Cameron Young arrived at Quail Hollow Country Club this week as one of the hottest names on the PGA Tour, having captured the Cadillac Championship just seven days earlier. By the close of Saturday's third round at the Truist Championship, the American had vaulted himself firmly back into title contention with an 8-under 63 — yet walked off the 18th green knowing he had let a slice of history slip through his fingers.
Young played his first 16 holes in 9-under, putting Rory McIlroy's course record of 61 squarely within reach. A missed birdie on the par-3 17th and a wayward drive on the 18th — which produced his only bogey of the day — clipped a stroke off what could have been a record-tying card.
"I know the record was 10 under and I knew I was at nine," Young said.
The round still rocketed him from outside the top 20 to solo third on a leaderboard that has shuffled wildly through three days at the venue that will host the 2027 PGA Championship. Young sits at 12-under 201, two strokes adrift of England's Alex Fitzpatrick, who carded a steady 67 to reach 14-under 199.
Fitzpatrick, the younger of the Fitzpatrick brothers, is suddenly chasing his maiden PGA Tour title only a fortnight after he and brother Matt earned their cards together at the Zurich Classic. A win on Sunday would complete one of the more remarkable two-week stretches of the year and confirm Aronimink-bound Fitzpatrick as a player to watch at next week's PGA Championship.
"Just over the moon about that," he said of contending for a PGA Tour title in his first season.
The rest of the chase pack contains the kind of names that turn a Sunday into a heavyweight fight. Denmark's Nicolai Højgaard and South Korea's Sungjae Im share fourth at 10-under, with reigning U.S. Open champion J.J. Spaun, Justin Thomas and Tommy Fleetwood lurking another stroke back at 9-under.
For McIlroy, the man whose name still owns the Quail Hollow record book, Saturday represented one of the more painful days of his Masters-winning year. The four-time major champion shot a 4-over 75 at a course where he has been almost untouchable in the past, dropping 13 shots behind the lead and out of contention.
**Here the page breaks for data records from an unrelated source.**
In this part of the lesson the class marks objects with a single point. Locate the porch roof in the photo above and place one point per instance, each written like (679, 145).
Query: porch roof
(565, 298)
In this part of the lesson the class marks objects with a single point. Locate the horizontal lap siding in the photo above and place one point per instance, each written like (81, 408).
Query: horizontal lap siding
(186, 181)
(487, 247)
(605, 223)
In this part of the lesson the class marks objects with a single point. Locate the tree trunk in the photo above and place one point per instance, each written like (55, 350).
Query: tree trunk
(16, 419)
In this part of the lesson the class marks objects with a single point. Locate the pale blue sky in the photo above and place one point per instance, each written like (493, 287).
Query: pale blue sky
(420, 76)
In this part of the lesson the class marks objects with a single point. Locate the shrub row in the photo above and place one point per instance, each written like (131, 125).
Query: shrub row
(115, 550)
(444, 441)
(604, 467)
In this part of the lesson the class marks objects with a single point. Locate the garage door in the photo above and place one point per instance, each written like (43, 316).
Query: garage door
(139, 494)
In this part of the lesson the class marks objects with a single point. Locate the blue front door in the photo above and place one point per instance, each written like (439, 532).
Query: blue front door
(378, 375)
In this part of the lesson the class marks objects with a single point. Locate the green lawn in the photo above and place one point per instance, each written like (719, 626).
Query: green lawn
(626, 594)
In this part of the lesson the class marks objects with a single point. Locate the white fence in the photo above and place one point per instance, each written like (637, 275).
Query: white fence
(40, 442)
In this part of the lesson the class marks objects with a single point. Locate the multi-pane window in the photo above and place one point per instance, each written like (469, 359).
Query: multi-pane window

Young now turns his attention to a 24-hour window in which he can become the third multiple winner of the 2026 PGA Tour season. He has not won back-to-back starts before, and Fitzpatrick — playing with the freedom of a man with nothing to lose — is unlikely to fold easily. With another 63 in the locker for either chaser, McIlroy's record could yet fall before the trophy is lifted.